EAST RUTHERFORD, N.J. - Richard Jefferson's ankle injury was one of the many reasons the New Jersey Nets underachieved this season.
Watching Jefferson rise for the go-ahead basket and leap for the clinching steal was a reminder that he's healthy - and the Nets look pretty good, too.
Jefferson made a layup with 8.3 seconds left, stole a pass on the next possession, and New Jersey beat the Toronto Raptors 98-97 Friday night to win the first-round series 4-2.
The Nets won 10 of 13 down the stretch, knocked off the Atlantic Division champions and head to Cleveland to face LeBron James and the Cavaliers in the Eastern Conference semifinals starting Sunday.
And New Jersey, in the second round for the fifth time in six years, believes it is much better than the average No. 6 seed.
"We're just a confident group," Jefferson said. "I wouldn't say that we felt we're as good as anybody, we just feel that if we're healthy, we can compete with anyone.

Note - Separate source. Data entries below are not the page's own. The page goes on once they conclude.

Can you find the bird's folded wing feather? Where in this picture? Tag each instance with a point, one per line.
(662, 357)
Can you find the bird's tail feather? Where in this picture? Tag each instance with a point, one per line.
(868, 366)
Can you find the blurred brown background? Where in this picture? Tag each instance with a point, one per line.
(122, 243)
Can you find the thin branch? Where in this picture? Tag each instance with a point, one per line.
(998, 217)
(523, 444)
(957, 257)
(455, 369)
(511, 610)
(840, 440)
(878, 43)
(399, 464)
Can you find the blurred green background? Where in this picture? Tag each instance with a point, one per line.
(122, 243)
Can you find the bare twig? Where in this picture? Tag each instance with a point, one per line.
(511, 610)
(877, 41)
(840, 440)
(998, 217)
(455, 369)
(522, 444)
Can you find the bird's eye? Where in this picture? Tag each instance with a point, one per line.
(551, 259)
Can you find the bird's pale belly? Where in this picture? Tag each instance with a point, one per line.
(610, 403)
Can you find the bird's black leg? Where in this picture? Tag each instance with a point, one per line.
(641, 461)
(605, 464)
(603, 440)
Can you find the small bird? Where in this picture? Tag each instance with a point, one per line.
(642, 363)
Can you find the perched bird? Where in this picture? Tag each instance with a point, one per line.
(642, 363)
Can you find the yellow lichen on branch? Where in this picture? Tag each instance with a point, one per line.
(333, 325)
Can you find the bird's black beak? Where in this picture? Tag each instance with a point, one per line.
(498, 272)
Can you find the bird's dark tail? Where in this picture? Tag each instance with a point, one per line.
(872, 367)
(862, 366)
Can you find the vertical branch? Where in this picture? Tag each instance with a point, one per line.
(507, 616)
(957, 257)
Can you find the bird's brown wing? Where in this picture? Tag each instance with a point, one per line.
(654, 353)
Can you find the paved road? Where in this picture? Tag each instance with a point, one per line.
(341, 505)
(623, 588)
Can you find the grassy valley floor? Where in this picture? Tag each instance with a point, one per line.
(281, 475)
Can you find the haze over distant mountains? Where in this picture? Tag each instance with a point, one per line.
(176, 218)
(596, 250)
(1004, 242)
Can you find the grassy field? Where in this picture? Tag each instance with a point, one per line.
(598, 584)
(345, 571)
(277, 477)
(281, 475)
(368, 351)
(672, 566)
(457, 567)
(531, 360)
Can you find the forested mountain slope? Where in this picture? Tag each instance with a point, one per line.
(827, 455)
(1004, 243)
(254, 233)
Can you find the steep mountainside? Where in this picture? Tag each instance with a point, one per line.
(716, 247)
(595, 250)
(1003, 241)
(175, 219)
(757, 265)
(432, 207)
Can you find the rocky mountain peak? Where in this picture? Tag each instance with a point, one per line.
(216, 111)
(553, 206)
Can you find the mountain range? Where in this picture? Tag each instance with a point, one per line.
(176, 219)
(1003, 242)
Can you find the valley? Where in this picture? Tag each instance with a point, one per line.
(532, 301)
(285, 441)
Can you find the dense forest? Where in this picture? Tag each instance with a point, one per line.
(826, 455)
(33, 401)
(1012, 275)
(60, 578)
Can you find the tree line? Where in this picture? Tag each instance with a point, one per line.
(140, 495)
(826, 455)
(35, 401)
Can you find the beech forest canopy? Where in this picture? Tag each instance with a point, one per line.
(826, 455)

That's not saying we can beat anyone, I said we can compete with anyone. That means if we do the things that we need to do, if we execute the way we execute and stay healthy, our record shows where we are and where our place is."
Jason Kidd finished with 18 points, 15 assists and eight rebounds for the Nets, averaging a triple-double for the series. Jefferson scored 24 points and Vince Carter added 21 despite shooting 6-of-19 from the field.

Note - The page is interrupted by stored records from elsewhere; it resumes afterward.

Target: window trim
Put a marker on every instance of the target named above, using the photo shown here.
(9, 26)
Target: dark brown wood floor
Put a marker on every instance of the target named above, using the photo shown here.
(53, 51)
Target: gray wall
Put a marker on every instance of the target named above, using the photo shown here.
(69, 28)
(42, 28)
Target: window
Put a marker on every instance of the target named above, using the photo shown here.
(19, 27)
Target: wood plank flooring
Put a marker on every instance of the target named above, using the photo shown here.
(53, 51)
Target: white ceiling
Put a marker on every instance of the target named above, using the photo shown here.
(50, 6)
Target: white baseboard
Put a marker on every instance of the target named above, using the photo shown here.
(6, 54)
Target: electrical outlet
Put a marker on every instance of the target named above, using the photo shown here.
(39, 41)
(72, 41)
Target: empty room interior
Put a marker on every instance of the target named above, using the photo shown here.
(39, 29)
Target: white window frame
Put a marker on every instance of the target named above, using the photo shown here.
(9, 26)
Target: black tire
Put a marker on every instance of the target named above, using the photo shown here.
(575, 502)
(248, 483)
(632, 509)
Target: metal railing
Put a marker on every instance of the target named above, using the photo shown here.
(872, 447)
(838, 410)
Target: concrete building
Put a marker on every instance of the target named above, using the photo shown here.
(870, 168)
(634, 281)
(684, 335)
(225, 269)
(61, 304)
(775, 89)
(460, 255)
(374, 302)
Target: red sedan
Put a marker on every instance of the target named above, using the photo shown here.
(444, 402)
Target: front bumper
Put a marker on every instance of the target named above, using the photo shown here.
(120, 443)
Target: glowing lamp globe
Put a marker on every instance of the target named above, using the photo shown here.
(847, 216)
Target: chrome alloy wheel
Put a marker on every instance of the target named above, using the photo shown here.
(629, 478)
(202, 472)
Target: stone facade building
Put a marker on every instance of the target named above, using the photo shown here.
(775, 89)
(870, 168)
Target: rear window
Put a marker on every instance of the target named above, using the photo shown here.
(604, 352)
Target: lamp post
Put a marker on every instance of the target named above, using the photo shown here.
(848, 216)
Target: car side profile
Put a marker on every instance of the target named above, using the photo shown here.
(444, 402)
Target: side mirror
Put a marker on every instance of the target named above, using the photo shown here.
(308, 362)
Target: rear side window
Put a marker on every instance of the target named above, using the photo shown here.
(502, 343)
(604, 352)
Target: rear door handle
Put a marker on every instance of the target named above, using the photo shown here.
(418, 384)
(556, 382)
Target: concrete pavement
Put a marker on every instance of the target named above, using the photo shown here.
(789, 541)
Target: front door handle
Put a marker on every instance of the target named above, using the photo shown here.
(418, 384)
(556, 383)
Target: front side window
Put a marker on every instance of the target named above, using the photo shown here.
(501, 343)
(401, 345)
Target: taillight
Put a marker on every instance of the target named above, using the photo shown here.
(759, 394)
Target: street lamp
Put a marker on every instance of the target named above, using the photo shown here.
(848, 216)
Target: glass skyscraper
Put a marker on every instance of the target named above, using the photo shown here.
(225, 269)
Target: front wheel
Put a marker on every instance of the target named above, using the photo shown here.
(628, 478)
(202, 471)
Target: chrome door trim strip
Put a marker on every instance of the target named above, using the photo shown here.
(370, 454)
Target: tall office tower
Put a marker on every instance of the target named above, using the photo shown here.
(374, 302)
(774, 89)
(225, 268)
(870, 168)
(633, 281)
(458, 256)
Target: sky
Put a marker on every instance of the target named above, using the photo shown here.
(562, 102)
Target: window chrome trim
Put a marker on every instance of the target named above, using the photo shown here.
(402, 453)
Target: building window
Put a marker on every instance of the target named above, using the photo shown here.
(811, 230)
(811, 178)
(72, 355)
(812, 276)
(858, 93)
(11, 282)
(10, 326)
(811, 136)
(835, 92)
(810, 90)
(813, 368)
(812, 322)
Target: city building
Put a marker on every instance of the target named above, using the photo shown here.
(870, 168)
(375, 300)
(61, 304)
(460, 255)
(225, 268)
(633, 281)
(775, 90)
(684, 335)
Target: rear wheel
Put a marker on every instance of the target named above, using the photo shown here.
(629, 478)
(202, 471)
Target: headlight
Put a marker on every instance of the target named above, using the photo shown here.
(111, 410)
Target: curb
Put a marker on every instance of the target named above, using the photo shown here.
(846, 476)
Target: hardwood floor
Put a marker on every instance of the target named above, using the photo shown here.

Chris Bosh had 23 points, nine assists and seven rebounds for the Raptors. But Jose Calderon's pass to him was intercepted by a leaping Jefferson, sending the Raptors to their ninth straight road postseason loss.
"We executed the play we wanted," Bosh said. "Richard Jefferson made a super athletic play. If that ball gets over him, we probably win the game."
After four dismal games in New Jersey this season, Bosh was terrific this time, scoring 13 points in the fourth quarter. He banked in a jumper with 47 seconds left, giving the Raptors a 97-96 lead.
But after a timeout, Jefferson drove into the lane and rose over Bosh for his layup. The Raptors then tried to find Bosh cutting to the basket, but Jefferson leaped to grab Calderon's pass and put the Nets back into the conference semifinals. They lost to Miami in that round last year.
Toronto got inspired efforts from banged-up point guards T.J. Ford and Calderon, who combined for 33 points. But the best point guard on the floor, as usual, was Kidd, who averaged 14 points, 13.2 assists and 10 rebounds to became the first player to average a triple- double for a series since he did it against Boston in the 2002 Eastern Conference finals.